Can you use contour integration and the magnitude of said result by using the fact that the contour is a closed contour (so it will involve a 2*pi*i)?
• Nov 1st 2012, 09:21 PM
talisman
Re: Total curveture of simple closed curve.
I haven't yet learn to use contour integration.
• Nov 1st 2012, 10:59 PM
chiro
Re: Total curveture of simple closed curve.

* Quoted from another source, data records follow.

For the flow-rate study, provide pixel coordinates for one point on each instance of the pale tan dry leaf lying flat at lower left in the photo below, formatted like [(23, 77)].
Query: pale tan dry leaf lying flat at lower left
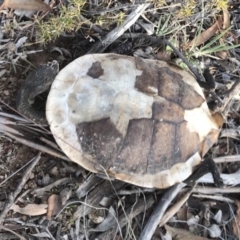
[(30, 209)]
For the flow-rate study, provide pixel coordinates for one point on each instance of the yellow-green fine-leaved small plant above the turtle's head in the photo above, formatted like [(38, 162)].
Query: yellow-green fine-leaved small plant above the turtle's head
[(69, 20)]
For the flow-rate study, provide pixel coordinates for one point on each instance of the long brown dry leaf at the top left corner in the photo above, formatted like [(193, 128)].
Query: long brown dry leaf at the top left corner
[(36, 5)]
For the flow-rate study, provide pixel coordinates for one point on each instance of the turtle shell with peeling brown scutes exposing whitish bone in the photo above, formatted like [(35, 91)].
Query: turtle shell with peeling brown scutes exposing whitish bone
[(141, 121)]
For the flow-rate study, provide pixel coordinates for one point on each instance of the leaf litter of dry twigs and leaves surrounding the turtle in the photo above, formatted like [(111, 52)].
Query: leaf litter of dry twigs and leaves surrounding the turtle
[(59, 200)]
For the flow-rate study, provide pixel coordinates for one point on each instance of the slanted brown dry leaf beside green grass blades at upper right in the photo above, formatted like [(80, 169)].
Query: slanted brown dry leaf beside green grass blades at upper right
[(207, 34)]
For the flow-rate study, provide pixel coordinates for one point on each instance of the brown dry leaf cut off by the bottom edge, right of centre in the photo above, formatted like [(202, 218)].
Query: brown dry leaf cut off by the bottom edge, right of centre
[(182, 234)]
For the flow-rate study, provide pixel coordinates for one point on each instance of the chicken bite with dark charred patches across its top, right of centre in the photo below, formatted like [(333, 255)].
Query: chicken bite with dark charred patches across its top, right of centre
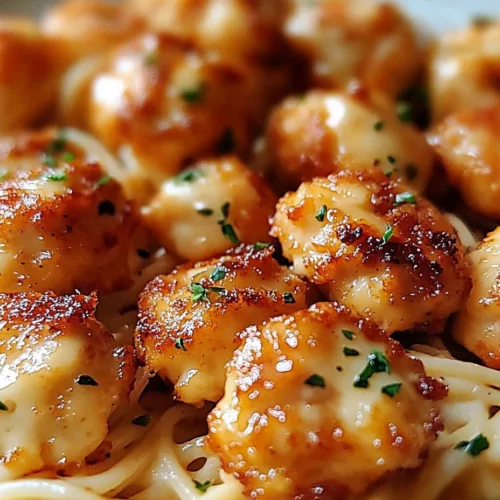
[(376, 247)]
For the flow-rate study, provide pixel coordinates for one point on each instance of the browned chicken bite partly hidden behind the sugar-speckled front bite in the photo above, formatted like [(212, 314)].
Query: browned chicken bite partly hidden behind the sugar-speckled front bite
[(188, 320)]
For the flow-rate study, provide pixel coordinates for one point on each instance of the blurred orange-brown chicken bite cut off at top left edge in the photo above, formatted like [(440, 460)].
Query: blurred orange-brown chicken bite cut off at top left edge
[(29, 74)]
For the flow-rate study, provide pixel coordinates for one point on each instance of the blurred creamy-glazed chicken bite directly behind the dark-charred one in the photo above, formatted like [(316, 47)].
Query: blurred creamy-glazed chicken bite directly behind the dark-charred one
[(322, 132)]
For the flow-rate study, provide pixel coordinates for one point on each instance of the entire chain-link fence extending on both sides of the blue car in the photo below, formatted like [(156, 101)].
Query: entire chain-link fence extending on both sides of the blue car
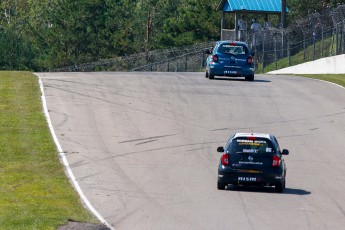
[(320, 34)]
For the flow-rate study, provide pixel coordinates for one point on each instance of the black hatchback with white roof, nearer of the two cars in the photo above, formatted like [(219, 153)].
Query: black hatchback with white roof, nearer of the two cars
[(252, 159)]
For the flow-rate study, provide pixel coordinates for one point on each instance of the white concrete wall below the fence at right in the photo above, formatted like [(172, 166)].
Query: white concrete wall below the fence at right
[(329, 65)]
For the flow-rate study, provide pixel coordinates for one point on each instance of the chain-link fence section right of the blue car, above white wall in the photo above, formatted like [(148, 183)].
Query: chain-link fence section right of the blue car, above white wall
[(319, 35)]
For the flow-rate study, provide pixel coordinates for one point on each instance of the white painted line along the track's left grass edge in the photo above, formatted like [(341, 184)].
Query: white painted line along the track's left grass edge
[(65, 162)]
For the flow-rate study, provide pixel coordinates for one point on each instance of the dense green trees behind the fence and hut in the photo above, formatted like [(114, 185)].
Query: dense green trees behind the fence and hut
[(46, 34)]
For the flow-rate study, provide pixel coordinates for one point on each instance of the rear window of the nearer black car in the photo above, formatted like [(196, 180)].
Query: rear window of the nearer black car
[(256, 146)]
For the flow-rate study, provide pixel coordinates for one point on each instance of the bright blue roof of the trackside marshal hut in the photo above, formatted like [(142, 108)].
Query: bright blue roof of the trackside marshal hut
[(251, 6)]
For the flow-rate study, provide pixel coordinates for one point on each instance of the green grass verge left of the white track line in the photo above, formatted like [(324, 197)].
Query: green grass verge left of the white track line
[(34, 190)]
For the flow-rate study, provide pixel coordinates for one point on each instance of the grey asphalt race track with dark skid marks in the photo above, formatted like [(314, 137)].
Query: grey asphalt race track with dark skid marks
[(143, 147)]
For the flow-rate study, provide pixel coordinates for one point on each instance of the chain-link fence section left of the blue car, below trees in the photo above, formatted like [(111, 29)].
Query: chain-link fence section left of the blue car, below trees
[(175, 59)]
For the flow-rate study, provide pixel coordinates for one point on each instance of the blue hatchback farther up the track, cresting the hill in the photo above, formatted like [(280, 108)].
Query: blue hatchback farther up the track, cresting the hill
[(231, 59)]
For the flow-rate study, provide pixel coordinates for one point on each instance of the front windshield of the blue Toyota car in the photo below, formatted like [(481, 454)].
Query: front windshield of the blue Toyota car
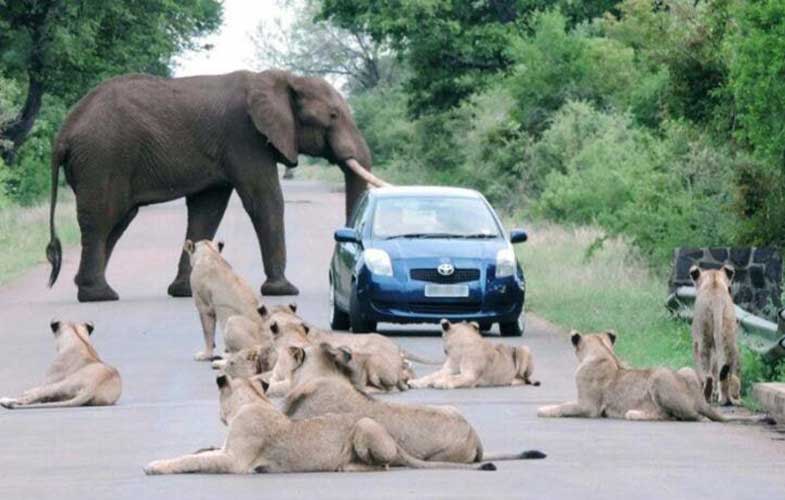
[(433, 217)]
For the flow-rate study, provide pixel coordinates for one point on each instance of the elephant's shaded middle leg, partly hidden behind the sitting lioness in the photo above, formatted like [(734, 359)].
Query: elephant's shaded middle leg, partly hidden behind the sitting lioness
[(205, 211)]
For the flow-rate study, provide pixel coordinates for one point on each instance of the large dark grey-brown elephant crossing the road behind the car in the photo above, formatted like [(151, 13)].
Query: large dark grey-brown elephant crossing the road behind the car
[(137, 139)]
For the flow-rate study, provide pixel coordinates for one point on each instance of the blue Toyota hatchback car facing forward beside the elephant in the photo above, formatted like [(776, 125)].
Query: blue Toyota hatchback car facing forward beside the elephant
[(419, 254)]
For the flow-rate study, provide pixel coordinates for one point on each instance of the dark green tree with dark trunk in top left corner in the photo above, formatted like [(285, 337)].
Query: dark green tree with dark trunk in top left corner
[(63, 48)]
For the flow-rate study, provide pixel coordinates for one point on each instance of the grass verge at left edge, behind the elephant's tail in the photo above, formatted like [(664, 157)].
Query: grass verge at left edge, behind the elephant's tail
[(24, 234)]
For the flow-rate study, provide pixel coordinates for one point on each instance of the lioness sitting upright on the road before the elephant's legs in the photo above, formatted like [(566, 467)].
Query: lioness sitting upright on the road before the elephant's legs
[(218, 292)]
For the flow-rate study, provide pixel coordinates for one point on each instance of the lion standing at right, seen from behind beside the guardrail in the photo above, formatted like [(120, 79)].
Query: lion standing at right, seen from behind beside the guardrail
[(714, 343)]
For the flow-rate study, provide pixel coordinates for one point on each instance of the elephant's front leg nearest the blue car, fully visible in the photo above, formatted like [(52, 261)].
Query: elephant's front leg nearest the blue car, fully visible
[(265, 206)]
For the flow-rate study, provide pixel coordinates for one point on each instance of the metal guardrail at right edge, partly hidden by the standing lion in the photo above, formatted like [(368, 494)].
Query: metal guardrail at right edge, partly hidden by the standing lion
[(762, 335)]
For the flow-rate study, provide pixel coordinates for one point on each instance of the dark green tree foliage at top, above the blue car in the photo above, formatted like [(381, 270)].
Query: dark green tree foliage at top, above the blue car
[(453, 47)]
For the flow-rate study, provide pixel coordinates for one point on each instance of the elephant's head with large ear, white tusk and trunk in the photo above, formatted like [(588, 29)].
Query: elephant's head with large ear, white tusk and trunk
[(307, 115)]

I apologize for asking (I should have asked in the first response), but is k(s) the curvature at a parametrized s value?
• Nov 2nd 2012, 05:10 AM
talisman
Re: Total curveture of simple closed curve.
Yes.
• Nov 3rd 2012, 03:31 PM
chiro
Re: Total curveture of simple closed curve.
Try looking at definition 2.11 and using the composition of taking a circle and deforming it while still keeping the curve a closed curve.
• Nov 5th 2012, 02:57 AM
talisman
Re: Total curveture of simple closed curve.
I found it like this: becuase $\gamma$ is parametrize by arclength then $\parallel T(s) \parallel =1, \forall s$, that means that $T(s)$ can be written as $T(s)=(cos \theta (s) , sin \theta (s))$, where $\theta (s)$ is the angle beetwen $T(s)$ and $e_{1} = (1,0)$, then because $\parallel T(s) \parallel =1$ we have that $N(s)= \frac{ \dot{T(s)} }{\parallel \dot{T(s)} \parallel}$. we get $k(s)=\langle \dot{T(s)} ,N(s) \rangle = \theta '(s)$ and we get the result we want.